Le Parloir : à la rencontre du studio de tatouage Lausannois

Dans le studio lausannois Le Parloir, cinq tatoueurs et tatoueuses tatouent avec plaisir une clientèle diversifiée. Mais que se passe-t-il en coulisse? Comment développent-ils leur style, quelles sont les relations avec les clients? C’est à travers une interview sur Zoom, covid-19 oblige, que L’auditoire a pu se plonger dans le monde du tatouage.

Tatouages réalisés par les membres du Parloir interviewé.

Comment définiriez-vous la scène de tatouage à Lausanne et en Suisse romande?

Gaëlle: Lausanne est une scène en pleine expansion, c’est-à-dire qu’il y a un peu tout à faire. Je réalise que c’est vraiment une ville où il y a de très bons tatoueur·euse·s. Le niveau de Lausanne est très reconnu dans le milieu du tatouage.

David: C’est vrai que quand tu parles de tatouage en Suisse, les gens, même des tatoueur·euse·s aux USA par exemple, connaissent Lausanne, notamment à cause de la famille Leu – qui sont des grandes stars du tatouage en Suisse. Rien que par rapport à ça, Lausanne est déjà bien placée sur la carte du tatouage. Et la clientèle est cool, ouverte, il y a beaucoup d’étudiant·e·s, beaucoup de gens qui ont une certaine affinité avec le milieu de l’art, qui sont habitués à avoir des trucs cools sur la peau.

Tatoobyjo: Moi je suis un peu plus critique je crois. J’ai l’impression qu’il y a certes tout à faire mais que le tatouage est encore trop nouveau et qu’on doit beaucoup éduquer notre clientèle.

Gaëlle: Mais justement – tu commences avec des clients novices que tu peux éduquer. Si je compare à Londres, où je travaille maintenant, c’est une scène déjà underground, les gens vont plus négocier ou ne pas être réglo. A Londres, il y a tellement de monde, tellement de clients. En Suisse, c’est vrai qu’il y a de plus en plus de gens qui veulent être tatoueur·euse·s, c’est vraiment le métier cool en ce moment, mais les shops déjà en place sont bien installés et bien reconnus.

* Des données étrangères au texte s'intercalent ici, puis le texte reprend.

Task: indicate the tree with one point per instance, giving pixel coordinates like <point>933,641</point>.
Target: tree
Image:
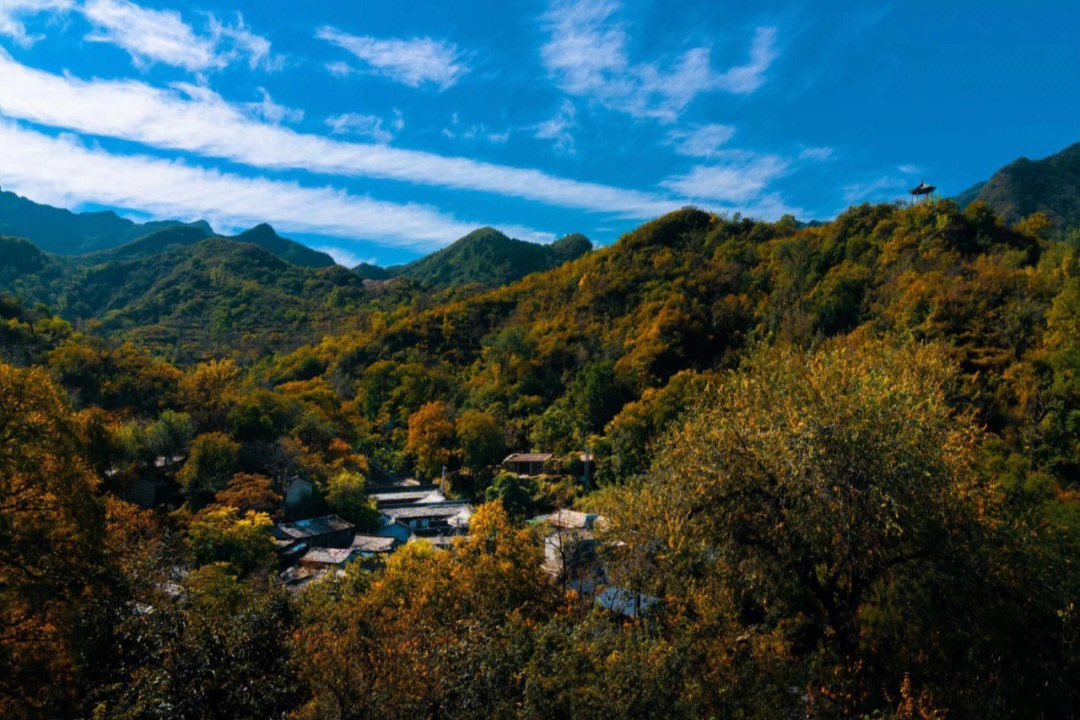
<point>347,496</point>
<point>208,391</point>
<point>248,491</point>
<point>208,467</point>
<point>806,491</point>
<point>481,438</point>
<point>221,534</point>
<point>518,496</point>
<point>171,434</point>
<point>51,529</point>
<point>431,437</point>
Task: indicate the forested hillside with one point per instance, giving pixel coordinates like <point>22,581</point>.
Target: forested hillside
<point>839,460</point>
<point>485,257</point>
<point>189,297</point>
<point>1050,186</point>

Grim: Il n’y a jamais eu autant de monde. Tous les jours, nous voyons de nouvelles personnes et le niveau n’a jamais été aussi élevé que maintenant; mais paradoxalement aussi bas, car tout le monde fait du tatouage. Beaucoup de gens apprennent par eux-mêmes et le tatouage amateur peut être très mal fait comme très bien fait: ça dépend de ta rigueur, de ton talent et surtout de ton implication. Mais je pense que c’est problématique, ça ne peut pas continuer comme ça, il y a trop de monde par rapport à la demande. On verra comment ça évolue. Mais évidemment, si tu vas faire ton tatouage sur le canapé du pote de ton cousin, il n’y a pas le même gage de qualité que dans un shop.

Pourquoi avoir choisi le métier de tatoueur? Qu’est-ce qui vous plaît et vous déplaît dans ce métier?

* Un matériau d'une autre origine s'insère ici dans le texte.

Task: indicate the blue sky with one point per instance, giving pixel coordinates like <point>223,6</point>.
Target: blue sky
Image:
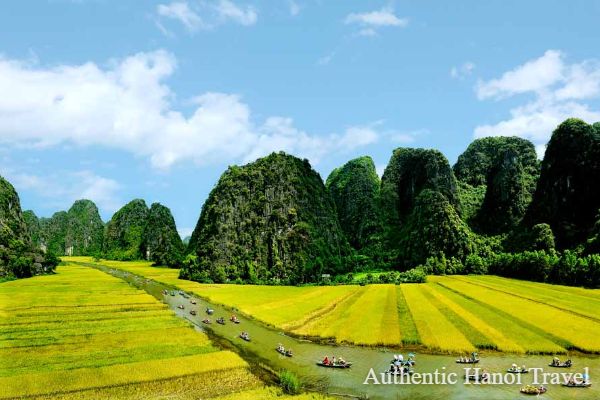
<point>115,100</point>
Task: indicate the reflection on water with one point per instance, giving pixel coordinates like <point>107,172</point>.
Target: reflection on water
<point>264,340</point>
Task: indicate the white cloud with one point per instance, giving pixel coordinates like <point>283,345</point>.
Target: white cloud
<point>229,11</point>
<point>462,71</point>
<point>128,106</point>
<point>558,89</point>
<point>181,11</point>
<point>205,15</point>
<point>378,18</point>
<point>533,76</point>
<point>61,189</point>
<point>325,60</point>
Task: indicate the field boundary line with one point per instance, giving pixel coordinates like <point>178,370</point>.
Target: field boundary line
<point>319,312</point>
<point>526,298</point>
<point>565,344</point>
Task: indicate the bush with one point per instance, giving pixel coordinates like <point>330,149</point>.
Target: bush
<point>289,382</point>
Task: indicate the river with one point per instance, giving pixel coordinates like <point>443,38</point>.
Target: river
<point>260,352</point>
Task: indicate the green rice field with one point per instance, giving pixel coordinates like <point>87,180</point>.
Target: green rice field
<point>83,334</point>
<point>449,314</point>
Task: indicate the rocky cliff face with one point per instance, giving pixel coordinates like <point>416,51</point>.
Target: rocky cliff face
<point>77,232</point>
<point>124,232</point>
<point>18,257</point>
<point>85,229</point>
<point>54,232</point>
<point>433,227</point>
<point>354,188</point>
<point>160,241</point>
<point>271,220</point>
<point>505,169</point>
<point>409,173</point>
<point>33,227</point>
<point>568,194</point>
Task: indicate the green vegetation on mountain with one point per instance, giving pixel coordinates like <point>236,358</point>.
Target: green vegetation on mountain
<point>568,195</point>
<point>54,233</point>
<point>419,198</point>
<point>124,232</point>
<point>160,241</point>
<point>433,227</point>
<point>33,227</point>
<point>271,220</point>
<point>77,232</point>
<point>85,229</point>
<point>18,256</point>
<point>354,188</point>
<point>505,170</point>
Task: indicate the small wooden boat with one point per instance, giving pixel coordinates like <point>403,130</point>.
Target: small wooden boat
<point>245,337</point>
<point>284,352</point>
<point>336,365</point>
<point>403,372</point>
<point>479,378</point>
<point>566,364</point>
<point>533,390</point>
<point>578,384</point>
<point>517,371</point>
<point>469,361</point>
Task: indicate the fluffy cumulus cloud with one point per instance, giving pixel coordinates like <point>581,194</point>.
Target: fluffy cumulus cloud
<point>61,188</point>
<point>128,106</point>
<point>370,21</point>
<point>462,71</point>
<point>205,15</point>
<point>554,90</point>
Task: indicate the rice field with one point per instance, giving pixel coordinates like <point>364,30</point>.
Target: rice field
<point>449,314</point>
<point>83,334</point>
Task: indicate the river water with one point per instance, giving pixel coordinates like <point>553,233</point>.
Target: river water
<point>351,382</point>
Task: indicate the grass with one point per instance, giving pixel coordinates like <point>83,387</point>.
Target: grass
<point>447,314</point>
<point>569,330</point>
<point>435,330</point>
<point>84,334</point>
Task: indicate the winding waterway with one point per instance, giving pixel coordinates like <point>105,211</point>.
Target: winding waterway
<point>350,382</point>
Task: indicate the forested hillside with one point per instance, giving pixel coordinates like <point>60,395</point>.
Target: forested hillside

Grim: Si tu choisis ce métier, c’est que le dessin te plaît. Pour moi, c’est ça la base du tatouage et le tatouage est une finalité. Donc les avantages, c’est clairement de pouvoir se réveiller chaque matin pour faire ce que tu aimes. Du côté des inconvénients, le seul que je vois, ce serait le fait d’être indépendant·e et de ne pas savoir combien tu vas gagner sur l’année.

David: La situation d’indépendant·e est très difficile, car en Suisse, on n’est pas très protégé·e. Pour moi, c’est le seul côté négatif de ce métier. Après, comme pour tous les métiers qui découlent d’une passion à la base, on a tendance à ne plus mettre de limite en travaillant tout le temps et ça peut être à double tranchant. C’est-à-dire que l’on peut laisser passer le travail avant les vacances, avant la santé, avant plein de choses. Il faut donc essayer de se réguler, ce qui n’est pas forcément évident.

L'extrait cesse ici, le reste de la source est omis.